During my cousin’s gathering, there was a small incident. My sister poured some used water—water that our dogs had drunk from—into a sink where used utensils were kept. The vessels were already dirty, but the reaction was instantaneous. My cousin objected. She didn’t want the ‘dogs’ water’ to fall upon the humans’ dirty vessels. My sister took offence. To me, it was understandably so. For her, our dogs are family. They share our space, our lives, our routines. They’re not ‘less than’. But I tried to mediate—I told her we were in someone else’s home, and we had to respect their discomfort, even if it came from a place of “othering”.

But it’s these little moments that sting.

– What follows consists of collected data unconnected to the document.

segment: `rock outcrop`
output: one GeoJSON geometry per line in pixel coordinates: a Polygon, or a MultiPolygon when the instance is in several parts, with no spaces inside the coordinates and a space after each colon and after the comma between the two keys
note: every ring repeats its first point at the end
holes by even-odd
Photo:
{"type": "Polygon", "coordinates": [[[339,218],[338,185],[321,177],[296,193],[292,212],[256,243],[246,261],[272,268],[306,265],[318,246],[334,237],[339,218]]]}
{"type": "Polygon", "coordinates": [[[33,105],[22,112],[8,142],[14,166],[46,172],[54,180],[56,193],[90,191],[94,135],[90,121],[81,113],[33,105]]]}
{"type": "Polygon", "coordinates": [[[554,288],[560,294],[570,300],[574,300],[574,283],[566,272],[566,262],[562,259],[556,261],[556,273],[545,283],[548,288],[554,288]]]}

Like when my cousin, on hearing that my partner and I were also celebrating 25 years together, said, “Oh, but ours is official.” As though two and a half decades of shared life, struggle, and love somehow means less because we don’t have a marriage certificate. As though our relationship is a placeholder, not a permanent bond.

For many people, I suppose it will always be: Your dogs aren’t children. Your love isn’t real. Your life isn’t equal. But for me, none of that changes what is true in my world. My children have paws. My relationship, though unofficial in the eyes of the law, is rooted in commitment and resilience.

We must learn to see with eyes wider than our biases, to feel with hearts larger than our traditions. Because love—be it between humans or between humans and animals—is never less valid just because it doesn’t fit a template.

If you’ve ever loved a dog, or any animal, bird, fish, like a child, you’ll understand. And if you haven’t, I hope one day you will.